Some tips for making the most of a private sale:
Somewhat Profitable Method: Trading In at the Dealership
- When it's time to list your car for sale, use online tools like TrueCar and competitors' listings to assess your car's features and condition to come up with a fair price. It's a good idea to clean the car before you take photos, and then keep it clean until you sell it. It's OK to keep driving it, but be conscious of the fact that its condition, and therefore its eventual sale price, will be affected if anything happens while it's on the road.
- After you come to an agreement with a buyer, you'll have to handle the paperwork. So check with your state's Department of Motor Vehicles (DMV) ahead of time to find out what paperwork you'll need and have it ready. And, if you have a loan on your car, you'll have to pay it off before your bank or credit union will release the title to the buyer.
- If your new car purchase depends on the sale of your old car, expect the sale process to take about six to 10 weeks. If it's in poor condition, it could take even longer.
If you need to sell your old car fast, take an approach that favors convenience over sale price. Trading your car in at a dealership may not get you as much money as selling it on your own, but you can get the job done a lot more quickly.
As with a private sale, give the car a basic cleaning and research trade-in values online, keeping in mind that a dealership's appraiser is unlikely to be as favorable toward your car as you are. The reason you'll get less money from a dealership is simple — the difference between what they pay you and what they eventually sell the car for is their profit. A dealership needs to make money on all cars they take on trade, so they tend to pay out less — sometimes quite a bit less — than the price that'll end up on the windshield.
If you plan to trade in your car the same day you buy or lease your new car
, make sure to negotiate the deals separately. Ideally, you should negotiate your new car purchase before the topic of your trade-in even comes up, because it's a common sales tactic to confuse the two deals to increase the dealer's profit (and salesperson's commission).
Though trading is viewed as the fast and easy way to get out of your old car and into something new, a little extra effort can increase your return. Try getting offers from several dealerships. This can be tricky if you've already picked out the new car you want at a specific dealer, but you can always ask them to match a higher offer from a competitor. Some dealers will provide a trade-in offer without any obligation, so you can choose to sell there without buying your new car there. If you haven't decided on a new car and are torn between going gas, electric or hybrid, take our quiz
Least Profitable Method: Giving Your Car to a Charity
Donating a vehicle to a charitable organization may be the least profitable (by far) and involve some legwork, but some charities will take a car that doesn't run, so do keep this option in mind if you have a car that you can't sell because it won't start.
The financial payoff from a donated vehicle comes in the form of a tax write-off, so your actual benefit from it depends on your personal financial situation.

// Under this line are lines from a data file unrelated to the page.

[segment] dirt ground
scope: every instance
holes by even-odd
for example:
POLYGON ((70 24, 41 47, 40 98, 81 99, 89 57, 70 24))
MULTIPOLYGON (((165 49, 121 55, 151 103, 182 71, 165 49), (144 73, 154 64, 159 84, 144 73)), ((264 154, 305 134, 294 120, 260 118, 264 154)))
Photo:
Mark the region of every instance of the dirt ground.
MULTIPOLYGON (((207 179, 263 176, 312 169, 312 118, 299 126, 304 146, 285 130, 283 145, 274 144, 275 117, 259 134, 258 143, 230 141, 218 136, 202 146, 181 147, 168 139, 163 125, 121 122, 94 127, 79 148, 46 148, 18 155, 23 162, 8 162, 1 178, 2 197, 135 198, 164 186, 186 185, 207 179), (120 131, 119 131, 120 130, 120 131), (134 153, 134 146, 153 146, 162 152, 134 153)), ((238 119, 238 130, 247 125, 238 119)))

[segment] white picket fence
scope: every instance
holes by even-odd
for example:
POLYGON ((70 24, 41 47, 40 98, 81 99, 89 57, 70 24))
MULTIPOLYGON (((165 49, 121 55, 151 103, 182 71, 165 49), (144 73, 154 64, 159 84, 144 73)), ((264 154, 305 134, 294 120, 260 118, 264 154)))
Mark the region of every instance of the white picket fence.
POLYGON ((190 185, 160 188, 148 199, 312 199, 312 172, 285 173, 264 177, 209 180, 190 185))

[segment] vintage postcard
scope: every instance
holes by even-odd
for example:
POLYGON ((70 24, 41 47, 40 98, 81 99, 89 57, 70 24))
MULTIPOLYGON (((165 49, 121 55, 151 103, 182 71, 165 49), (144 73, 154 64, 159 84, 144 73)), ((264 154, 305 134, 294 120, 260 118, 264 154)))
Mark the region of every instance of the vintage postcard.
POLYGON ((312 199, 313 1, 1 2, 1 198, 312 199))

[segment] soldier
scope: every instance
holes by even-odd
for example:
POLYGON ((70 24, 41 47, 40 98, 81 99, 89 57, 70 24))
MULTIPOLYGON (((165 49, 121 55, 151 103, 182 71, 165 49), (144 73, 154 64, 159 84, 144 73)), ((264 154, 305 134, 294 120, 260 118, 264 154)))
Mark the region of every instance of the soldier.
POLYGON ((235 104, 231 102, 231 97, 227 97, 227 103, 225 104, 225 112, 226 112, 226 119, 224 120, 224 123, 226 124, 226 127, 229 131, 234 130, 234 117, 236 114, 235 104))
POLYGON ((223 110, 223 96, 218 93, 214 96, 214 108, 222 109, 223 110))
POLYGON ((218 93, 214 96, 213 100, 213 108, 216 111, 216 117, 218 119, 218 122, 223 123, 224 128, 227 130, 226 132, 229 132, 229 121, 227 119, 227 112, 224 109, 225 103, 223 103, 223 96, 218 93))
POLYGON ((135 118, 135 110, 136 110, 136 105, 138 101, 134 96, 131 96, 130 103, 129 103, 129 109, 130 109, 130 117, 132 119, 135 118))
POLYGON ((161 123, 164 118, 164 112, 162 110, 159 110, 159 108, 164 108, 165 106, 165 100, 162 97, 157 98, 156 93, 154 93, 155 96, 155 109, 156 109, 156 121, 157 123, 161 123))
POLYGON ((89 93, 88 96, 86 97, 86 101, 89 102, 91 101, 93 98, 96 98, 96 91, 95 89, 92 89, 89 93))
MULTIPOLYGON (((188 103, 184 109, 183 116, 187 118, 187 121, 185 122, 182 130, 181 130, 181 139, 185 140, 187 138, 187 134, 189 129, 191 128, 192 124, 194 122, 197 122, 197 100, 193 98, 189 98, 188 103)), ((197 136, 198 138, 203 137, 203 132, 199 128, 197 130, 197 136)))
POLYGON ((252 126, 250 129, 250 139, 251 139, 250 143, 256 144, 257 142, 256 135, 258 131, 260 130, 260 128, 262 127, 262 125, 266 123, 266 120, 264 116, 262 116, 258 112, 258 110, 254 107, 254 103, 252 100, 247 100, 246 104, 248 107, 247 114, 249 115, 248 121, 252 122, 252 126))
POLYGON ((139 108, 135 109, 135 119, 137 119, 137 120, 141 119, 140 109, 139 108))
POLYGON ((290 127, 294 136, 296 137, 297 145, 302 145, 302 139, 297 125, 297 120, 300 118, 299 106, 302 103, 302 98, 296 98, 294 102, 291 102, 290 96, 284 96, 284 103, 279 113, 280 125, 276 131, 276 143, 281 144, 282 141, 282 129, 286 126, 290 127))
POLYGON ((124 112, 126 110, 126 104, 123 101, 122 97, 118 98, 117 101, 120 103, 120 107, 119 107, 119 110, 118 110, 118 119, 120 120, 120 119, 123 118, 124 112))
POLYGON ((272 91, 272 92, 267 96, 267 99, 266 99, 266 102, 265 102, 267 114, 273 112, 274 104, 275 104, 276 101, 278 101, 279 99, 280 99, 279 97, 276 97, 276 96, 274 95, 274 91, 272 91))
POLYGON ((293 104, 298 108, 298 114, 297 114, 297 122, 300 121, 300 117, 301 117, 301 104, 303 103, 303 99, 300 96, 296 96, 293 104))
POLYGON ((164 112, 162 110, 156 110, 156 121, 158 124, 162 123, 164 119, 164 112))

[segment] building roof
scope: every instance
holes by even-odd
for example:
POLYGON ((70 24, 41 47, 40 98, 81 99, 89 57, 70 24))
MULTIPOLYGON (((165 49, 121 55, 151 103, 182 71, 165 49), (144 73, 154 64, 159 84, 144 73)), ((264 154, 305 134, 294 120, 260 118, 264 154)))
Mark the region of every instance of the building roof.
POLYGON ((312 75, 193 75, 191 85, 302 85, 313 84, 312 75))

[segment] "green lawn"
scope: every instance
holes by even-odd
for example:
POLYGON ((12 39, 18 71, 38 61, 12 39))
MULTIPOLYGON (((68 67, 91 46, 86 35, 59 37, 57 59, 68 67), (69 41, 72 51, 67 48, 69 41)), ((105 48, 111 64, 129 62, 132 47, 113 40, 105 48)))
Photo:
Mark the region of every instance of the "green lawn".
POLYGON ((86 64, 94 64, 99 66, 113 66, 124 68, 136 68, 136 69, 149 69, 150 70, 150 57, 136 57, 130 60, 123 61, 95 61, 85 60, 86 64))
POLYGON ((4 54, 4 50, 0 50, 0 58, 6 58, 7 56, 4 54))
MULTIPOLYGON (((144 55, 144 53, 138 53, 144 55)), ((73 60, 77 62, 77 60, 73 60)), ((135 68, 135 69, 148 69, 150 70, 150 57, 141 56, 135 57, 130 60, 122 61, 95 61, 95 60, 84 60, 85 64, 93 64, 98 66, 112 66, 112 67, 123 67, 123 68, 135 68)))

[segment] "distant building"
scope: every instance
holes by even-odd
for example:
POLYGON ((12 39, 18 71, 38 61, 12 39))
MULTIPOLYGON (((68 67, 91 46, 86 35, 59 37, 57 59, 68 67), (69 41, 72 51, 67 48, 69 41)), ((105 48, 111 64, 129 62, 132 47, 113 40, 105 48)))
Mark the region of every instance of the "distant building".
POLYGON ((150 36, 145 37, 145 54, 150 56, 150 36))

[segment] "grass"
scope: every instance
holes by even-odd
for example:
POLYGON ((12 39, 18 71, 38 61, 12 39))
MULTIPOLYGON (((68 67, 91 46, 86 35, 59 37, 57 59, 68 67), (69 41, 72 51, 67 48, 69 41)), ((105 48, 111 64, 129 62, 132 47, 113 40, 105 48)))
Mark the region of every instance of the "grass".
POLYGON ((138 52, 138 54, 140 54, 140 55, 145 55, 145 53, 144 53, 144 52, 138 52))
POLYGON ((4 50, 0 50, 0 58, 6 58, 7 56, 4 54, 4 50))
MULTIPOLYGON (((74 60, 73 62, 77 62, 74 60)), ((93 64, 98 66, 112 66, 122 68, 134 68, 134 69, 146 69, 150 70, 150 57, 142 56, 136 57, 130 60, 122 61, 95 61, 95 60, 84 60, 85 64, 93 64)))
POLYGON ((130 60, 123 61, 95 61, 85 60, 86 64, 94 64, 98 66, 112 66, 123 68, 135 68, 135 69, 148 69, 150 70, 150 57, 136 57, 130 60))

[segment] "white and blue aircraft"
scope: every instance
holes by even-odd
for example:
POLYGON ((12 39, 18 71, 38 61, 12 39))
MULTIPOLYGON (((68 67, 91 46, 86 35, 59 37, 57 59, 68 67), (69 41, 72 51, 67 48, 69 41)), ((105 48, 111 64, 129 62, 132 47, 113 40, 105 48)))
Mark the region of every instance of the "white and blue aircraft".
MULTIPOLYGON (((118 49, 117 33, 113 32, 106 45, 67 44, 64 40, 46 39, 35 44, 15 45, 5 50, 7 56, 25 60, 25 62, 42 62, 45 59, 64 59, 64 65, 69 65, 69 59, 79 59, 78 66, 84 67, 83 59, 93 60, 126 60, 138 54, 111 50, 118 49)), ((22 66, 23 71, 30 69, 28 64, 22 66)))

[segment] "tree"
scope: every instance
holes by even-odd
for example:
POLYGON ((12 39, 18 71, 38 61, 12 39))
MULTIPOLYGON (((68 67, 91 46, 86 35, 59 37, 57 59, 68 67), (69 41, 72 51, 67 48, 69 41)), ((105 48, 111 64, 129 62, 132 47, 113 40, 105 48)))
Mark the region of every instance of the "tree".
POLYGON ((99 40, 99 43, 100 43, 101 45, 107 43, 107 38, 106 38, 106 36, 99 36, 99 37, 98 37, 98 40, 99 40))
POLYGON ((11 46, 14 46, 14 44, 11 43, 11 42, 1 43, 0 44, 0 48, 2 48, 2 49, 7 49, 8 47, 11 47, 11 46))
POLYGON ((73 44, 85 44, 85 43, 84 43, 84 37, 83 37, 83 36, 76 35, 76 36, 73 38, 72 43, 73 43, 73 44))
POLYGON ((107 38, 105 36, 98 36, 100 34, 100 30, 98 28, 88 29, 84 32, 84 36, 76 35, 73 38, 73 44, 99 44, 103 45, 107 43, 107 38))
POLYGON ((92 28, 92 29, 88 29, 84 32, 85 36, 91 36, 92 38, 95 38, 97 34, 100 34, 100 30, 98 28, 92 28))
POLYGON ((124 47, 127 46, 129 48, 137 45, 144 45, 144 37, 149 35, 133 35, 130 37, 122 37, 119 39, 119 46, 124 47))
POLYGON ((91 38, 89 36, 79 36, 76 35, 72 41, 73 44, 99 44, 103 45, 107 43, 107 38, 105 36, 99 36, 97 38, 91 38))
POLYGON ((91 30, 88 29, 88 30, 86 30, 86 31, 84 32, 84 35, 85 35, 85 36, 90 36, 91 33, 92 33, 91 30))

The amount you are allowed to write off depends on how the charity uses the car, and unless you work the details out beforehand, you might not know until the organization sends you a receipt afterward or at tax time. Even then, a tax write-off will simply reduce the amount of tax you owe, so your bottom line, in the end, will be a percentage of the car's value based on your household's tax bracket.
The truth is, it's very unlikely that donating a car will ever be more profitable than selling it yourself or trading it in to a dealer, but at least you'll get the warm, fuzzy feeling you get when you help out a nonprofit.